Поэт смутился и заерзал на стуле.
-- Да вы не стесняйтесь, все мы тут глупостями занимаемся, -- подбодрил его Мостовой. Ландышев откашлялся:
-- О, воробей, на службу став народу,
Ты гордым соколом вознесся в высоту...
-- Ну, вот, вы уже смеетесь!..
-- Я плачу, -- ответил сквозь смех Мостовой, и Ландышев увидел, как две крупные слезы выкатились из глаз Мостового и упали на грязный, залитый чернилами, письменный стол.
-------
ГЛАВА XIII. ТАИНСТВЕННЫЙ БЛЕДНОЛИЦЫЙ
Вся эта печальная история с таинственным бледнолицым началась с того, что Раиса влюбилась в заграничный костюм Гоги Дельцова. Как истинная представительница слабого на разные штучки пола, Раиса мысленно поклялась быть верной Дельцову до гроба (его гроба, разумеется) и, оставаясь ему сердцем верна, страсть свою отдала лейтенанту Взятникову. Почему именно Раиса сделала своим избранником Взятникова, догадаться не трудно, если вспомнить, что для женщин любая форма, даже самая малопочетная, как, скажем, пожарного, является большой притягательной силой; и если вспомнить, что совершенно никудышний петух, но с яркими перьями, всегда пользуется большим успехом у кур, чем голосистый и сильный петух, но с одноцветной окраской.

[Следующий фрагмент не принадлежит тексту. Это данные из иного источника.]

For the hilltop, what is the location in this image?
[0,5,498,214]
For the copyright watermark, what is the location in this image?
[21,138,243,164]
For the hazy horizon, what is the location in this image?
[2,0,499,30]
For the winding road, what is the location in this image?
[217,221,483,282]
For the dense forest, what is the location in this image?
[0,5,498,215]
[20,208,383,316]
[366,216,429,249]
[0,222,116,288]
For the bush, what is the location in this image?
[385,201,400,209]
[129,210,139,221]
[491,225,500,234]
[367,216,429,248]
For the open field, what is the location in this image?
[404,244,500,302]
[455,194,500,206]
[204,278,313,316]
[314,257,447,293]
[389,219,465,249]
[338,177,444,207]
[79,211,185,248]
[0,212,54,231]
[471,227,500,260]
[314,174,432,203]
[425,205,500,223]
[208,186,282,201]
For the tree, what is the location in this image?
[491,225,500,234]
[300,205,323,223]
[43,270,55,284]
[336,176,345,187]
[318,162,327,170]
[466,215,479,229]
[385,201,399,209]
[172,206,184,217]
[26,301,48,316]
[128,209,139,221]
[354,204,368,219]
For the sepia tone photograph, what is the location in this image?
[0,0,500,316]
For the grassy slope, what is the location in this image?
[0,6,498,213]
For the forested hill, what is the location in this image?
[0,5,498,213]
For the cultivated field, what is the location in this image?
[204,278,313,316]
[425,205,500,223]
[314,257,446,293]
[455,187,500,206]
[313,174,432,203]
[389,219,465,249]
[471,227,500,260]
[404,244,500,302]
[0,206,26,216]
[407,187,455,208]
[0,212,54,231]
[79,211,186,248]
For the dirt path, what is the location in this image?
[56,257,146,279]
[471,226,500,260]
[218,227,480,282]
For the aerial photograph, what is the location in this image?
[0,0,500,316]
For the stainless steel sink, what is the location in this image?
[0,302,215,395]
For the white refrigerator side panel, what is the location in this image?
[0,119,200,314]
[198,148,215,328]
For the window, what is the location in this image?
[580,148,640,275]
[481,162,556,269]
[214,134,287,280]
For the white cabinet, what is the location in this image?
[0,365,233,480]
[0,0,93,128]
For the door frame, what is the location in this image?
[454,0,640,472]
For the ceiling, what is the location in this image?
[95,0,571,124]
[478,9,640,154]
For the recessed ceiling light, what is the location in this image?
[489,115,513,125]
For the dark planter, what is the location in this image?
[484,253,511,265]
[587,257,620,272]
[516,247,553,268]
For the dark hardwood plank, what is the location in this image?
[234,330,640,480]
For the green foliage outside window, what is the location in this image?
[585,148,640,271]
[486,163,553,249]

Столбышев, как каждый мужчина, был доверчив и, как каждый коммунистический руководитель, замечал только дальние измены, а не те, которые совершаются перед самым его носом. Поэтому, когда Раиса по вечерам подходила к нему и со стоном жаловалась на головные боли, он, повздыхав с ней дуэтом, предлагал ей:
-- Иди, того этого, домой, а я позаседаю.
И заседал он до утра.
Взятников же для маскировки своих вечерних отсутствии придумал таинственного бледнолицего человека, который неизвестно откуда появился в районе и занимался подсчетом поголовья воробья, то-есть -- вел шпионаж. Взятников, якобы, ловил его каждую ночь, но опытный и матерой шпион ускользал из его рук.
-- А что, если он, того этого, стукнет меня по голове? -- тревожно спрашивал Столбышев. -- Пропадет район без руководства!
-- А ты оружие носи! -- на свою беду советовал Взятников перепутанному секретарю райкома.
Однажды Столбышев, прозаседав подряд четыре ночи, на пятую закрыл заседание в два часа утра, разбудил членов бюро райкома и предложил идти спать по домам.
Ночь была тихая. Луна то выплывала из-за облаков, освещая спящие Орешники фосфорическим голубоватым светом, то опять закутывалась облаками и наступала темнота, хоть глаз выколи.